Discussion in 'Amps, Mics & Pickups [DB]' started by drurb, Nov 10, 2005.


  1. drurb

    drurb Oracle, Ancient Order of Rass Hattur; Mem. #1, EPC

    Apr 17, 2004
    I decided to post this as a new thread because I didn't want it buried at the end of the old one:

    (http://www.talkbass.com/forum/showthread.php?t=210002)

    A quick recap: I use a RS Solo pickup and noticed wild speaker-cone excursions with my new iAmp200. This resulted from the amp's response to infrasonic frequenncies. Mike Dimin put me in touch with Gary Gibilisco, the amp's designer.

    The bottom line: I couldn't be happier! First of all, Gary was enormously appreciative of my detailed analysis of the problem, exhibited a great sense of trust, and an absolute devotion to solving the problem. He was very candid in telling me that EA had heard mention of the problem but had never before had a customer with sufficient expertise to provide them with detailed feedback.

    The iAmp200 does have a "roll-off" (high-pass) circuit to attenuate extremely low frequencies. In the case of a double bass with a piezo pickup, it just was not severe enough. Gary immediately issued a call-tag for my iAmp200 and it was shipped back at EA's expense. Within about ONE DAY, Gary sent me a loaner amp which he had modified such that the roll-off began at a slightly higher frequency and using a capacitor with smaller tolerance around its nominal value. It worked! The wild cone excursions were tamed and the desired low-end response (40 Hz and above) was not reduced to any substantial extent.
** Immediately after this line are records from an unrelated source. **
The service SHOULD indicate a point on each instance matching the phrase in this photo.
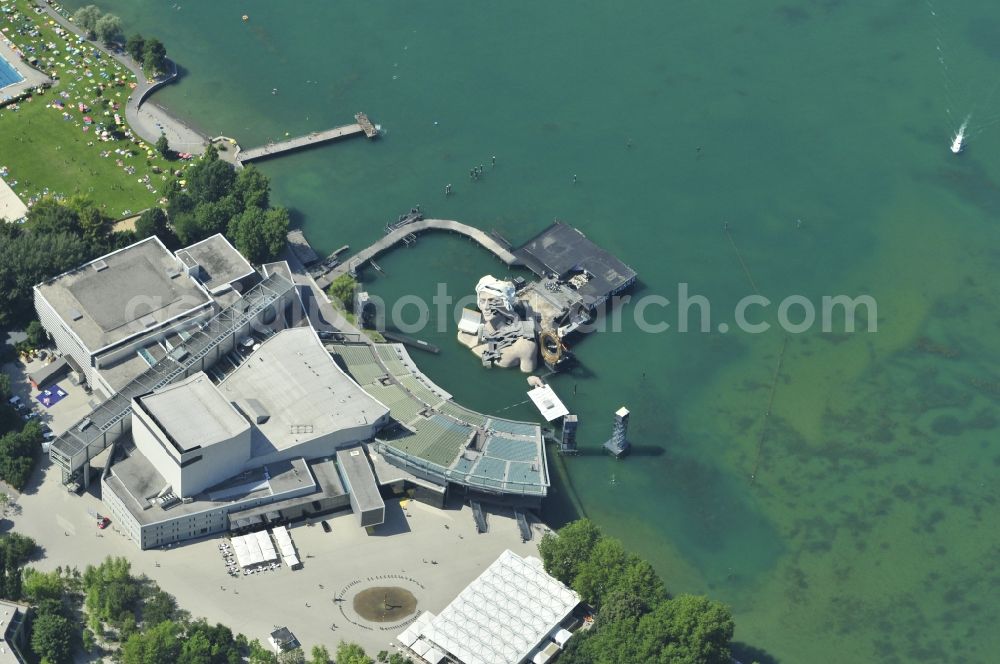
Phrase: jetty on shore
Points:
(362, 125)
(406, 233)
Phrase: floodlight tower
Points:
(568, 443)
(618, 445)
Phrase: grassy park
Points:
(51, 145)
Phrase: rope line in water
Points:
(777, 370)
(739, 256)
(767, 413)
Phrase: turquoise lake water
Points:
(8, 74)
(856, 523)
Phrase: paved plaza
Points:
(431, 553)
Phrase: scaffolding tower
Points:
(618, 444)
(568, 443)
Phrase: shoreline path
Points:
(147, 120)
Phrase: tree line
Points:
(150, 53)
(107, 612)
(636, 620)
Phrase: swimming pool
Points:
(8, 74)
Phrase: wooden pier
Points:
(400, 235)
(362, 126)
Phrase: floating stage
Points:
(577, 278)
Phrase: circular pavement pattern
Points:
(385, 604)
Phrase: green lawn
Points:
(47, 151)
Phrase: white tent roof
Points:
(253, 549)
(548, 403)
(433, 656)
(503, 615)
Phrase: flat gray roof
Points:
(561, 249)
(220, 263)
(123, 294)
(354, 463)
(193, 413)
(302, 389)
(134, 479)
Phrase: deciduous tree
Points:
(86, 18)
(136, 47)
(108, 28)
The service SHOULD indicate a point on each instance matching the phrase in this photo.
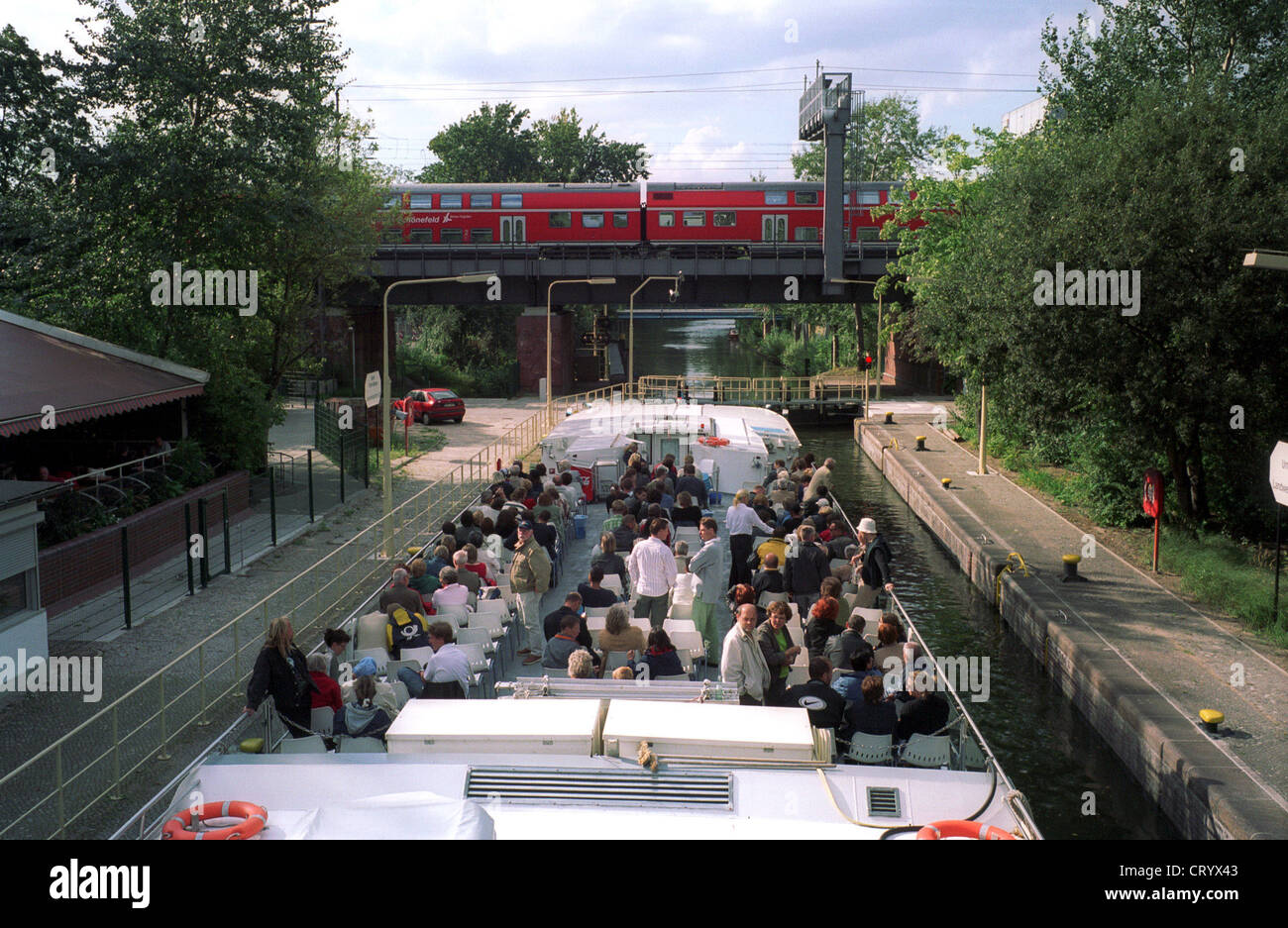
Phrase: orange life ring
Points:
(254, 819)
(956, 828)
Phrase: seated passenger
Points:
(561, 647)
(592, 595)
(449, 665)
(404, 630)
(329, 691)
(581, 666)
(619, 635)
(451, 595)
(874, 714)
(825, 705)
(362, 717)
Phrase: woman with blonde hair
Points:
(282, 672)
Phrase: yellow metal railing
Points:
(76, 777)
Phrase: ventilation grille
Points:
(600, 786)
(884, 802)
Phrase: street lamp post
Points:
(386, 471)
(591, 280)
(630, 340)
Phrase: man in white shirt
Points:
(652, 567)
(449, 665)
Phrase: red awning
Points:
(80, 377)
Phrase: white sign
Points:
(372, 389)
(1279, 472)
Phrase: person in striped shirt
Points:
(652, 567)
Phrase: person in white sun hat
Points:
(872, 563)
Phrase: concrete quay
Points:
(1136, 661)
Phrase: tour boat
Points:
(540, 756)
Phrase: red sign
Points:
(588, 482)
(1153, 499)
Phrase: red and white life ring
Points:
(254, 819)
(956, 828)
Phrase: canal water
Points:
(1051, 755)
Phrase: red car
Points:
(430, 404)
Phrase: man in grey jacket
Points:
(742, 663)
(708, 567)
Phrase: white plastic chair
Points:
(871, 748)
(361, 746)
(312, 744)
(322, 720)
(927, 751)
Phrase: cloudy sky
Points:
(711, 86)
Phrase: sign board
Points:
(1279, 472)
(1151, 501)
(372, 389)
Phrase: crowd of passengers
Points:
(738, 588)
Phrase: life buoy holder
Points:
(254, 819)
(956, 828)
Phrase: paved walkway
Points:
(1163, 656)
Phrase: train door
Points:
(773, 228)
(514, 229)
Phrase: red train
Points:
(622, 214)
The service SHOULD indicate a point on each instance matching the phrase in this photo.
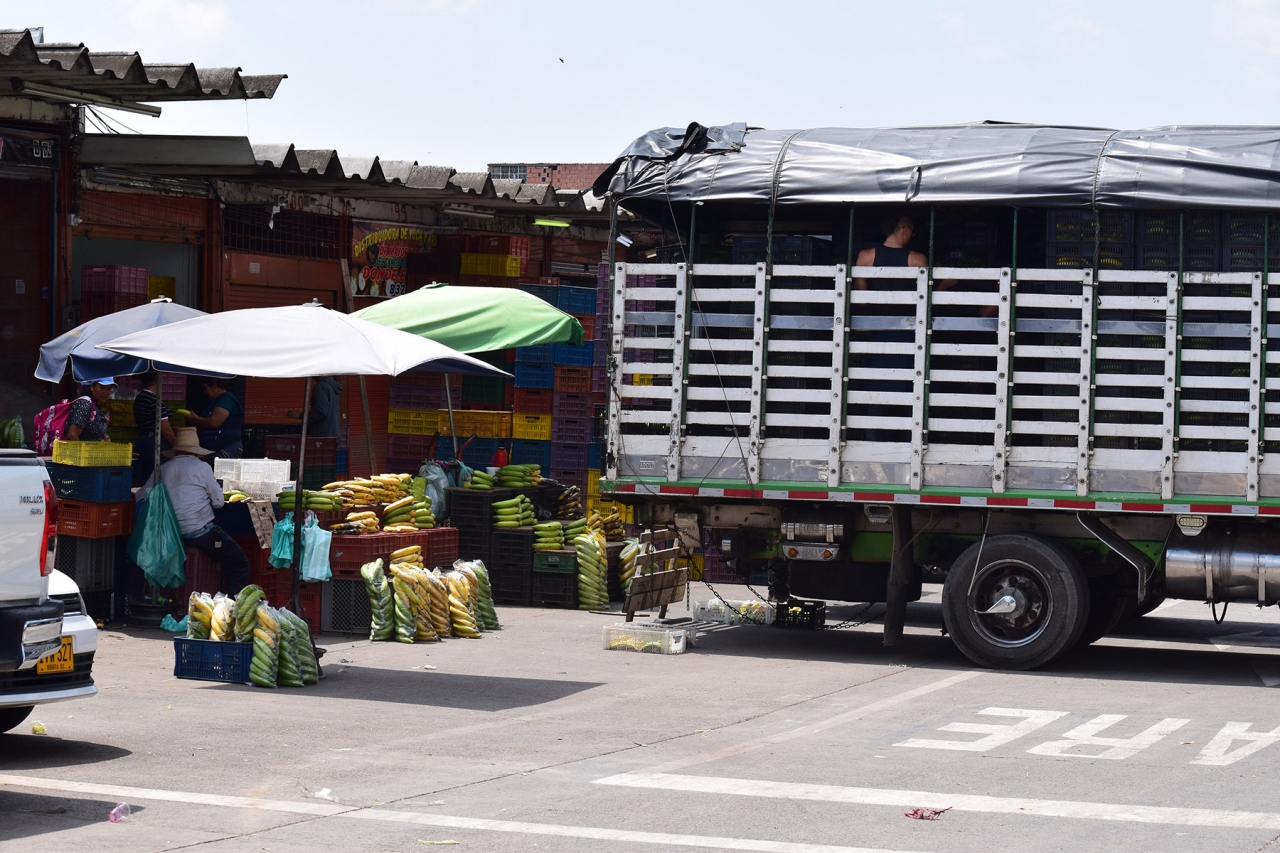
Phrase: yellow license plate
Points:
(60, 661)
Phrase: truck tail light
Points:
(49, 538)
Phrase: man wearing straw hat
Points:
(195, 495)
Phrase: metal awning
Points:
(74, 74)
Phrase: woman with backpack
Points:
(86, 422)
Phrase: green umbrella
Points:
(476, 319)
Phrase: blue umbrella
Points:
(88, 363)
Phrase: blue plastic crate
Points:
(479, 454)
(525, 451)
(535, 375)
(543, 352)
(576, 300)
(92, 484)
(211, 660)
(571, 356)
(545, 292)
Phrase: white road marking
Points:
(822, 725)
(1087, 735)
(319, 810)
(1216, 755)
(959, 802)
(996, 735)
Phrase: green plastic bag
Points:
(156, 543)
(282, 543)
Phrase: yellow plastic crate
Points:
(483, 424)
(411, 422)
(94, 454)
(120, 411)
(490, 264)
(535, 428)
    Given the success, Gary modified my amp in the same way and I received it yesterday. I'm all set. Gary also encouraged me to keep his loaner for a few days so that I could fully compare the two. Well, it only took a short time last night to discover that I could hear no difference.

    Kudos to the guys at EA. They stood FIRMLY behind their product and went beyond the call as far as I'm concerned. Customer service just doesn't get better than what I experienced. We in the bass community are, indeed, fortunate to have companies like EA serving us.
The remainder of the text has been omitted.